Dilemma Deutschland

In keinem „reichen“ Land wird so viel Insulin gespritzt wie in Deutschland! Wie kommen die anderen Länder klar? Was stimmt bei uns nicht?
>Durch die Einführung der Disease-Management-Programme und des morbiditätsorientierten Risikostrukturausgleichs ist es gelungen, dass chronisch Kranke von den Krankenkassen nicht mehr als Risikoversicherte betrachtet werden und die Lasten gerecht verteilt werden! Wie jedes wirksame Medikament Nebenwirkungen hat, birgt auch dieses System solche in Form von finanziellen Fehlanreizen.

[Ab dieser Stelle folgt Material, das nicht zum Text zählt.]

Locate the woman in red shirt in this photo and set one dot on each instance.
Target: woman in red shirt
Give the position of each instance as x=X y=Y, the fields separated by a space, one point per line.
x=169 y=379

Bekommt ein Versicherter eine Insulintherapie, erhält die Krankenkasse aus dem Morbi-RSA eine Vergütung in Form der hierarchisierten Morbiditätsgruppe 20 (HMG 20), die mit 2249 Euro üppig ausgestattet ist. Diese Summe umfasst aber nicht allein die Kosten der Insulintherapie, sondern ist auch auf das Risiko für künftige Kosten des chronisch Kranken ausgerichtet. Man geht davon aus, dass ein Insulin-behandelter Patient mit Diabetes kränker ist, als einer mit Tablettentherapie. Gut eingestellte Patienten mit Insulintherapie sind daher sehr attraktiv für die Kassen, so dass man versucht, sie durch Extraleistungen wie etwa Flash-Glucose Monitoring zum Kassenwechsel zu bewegen. Die Nebenwirkung dieses Anreizsystems ist aber, dass die meisten Krankenkassen Lebensstil-Interventionsprogramme bei Typ-2-Diabetes, die möglicherweise zum Absetzen der Insulintherapie führen oder sogar die Erkrankung in eine Remission bringen können, nicht fördern. < (Dr. Stephan Martin)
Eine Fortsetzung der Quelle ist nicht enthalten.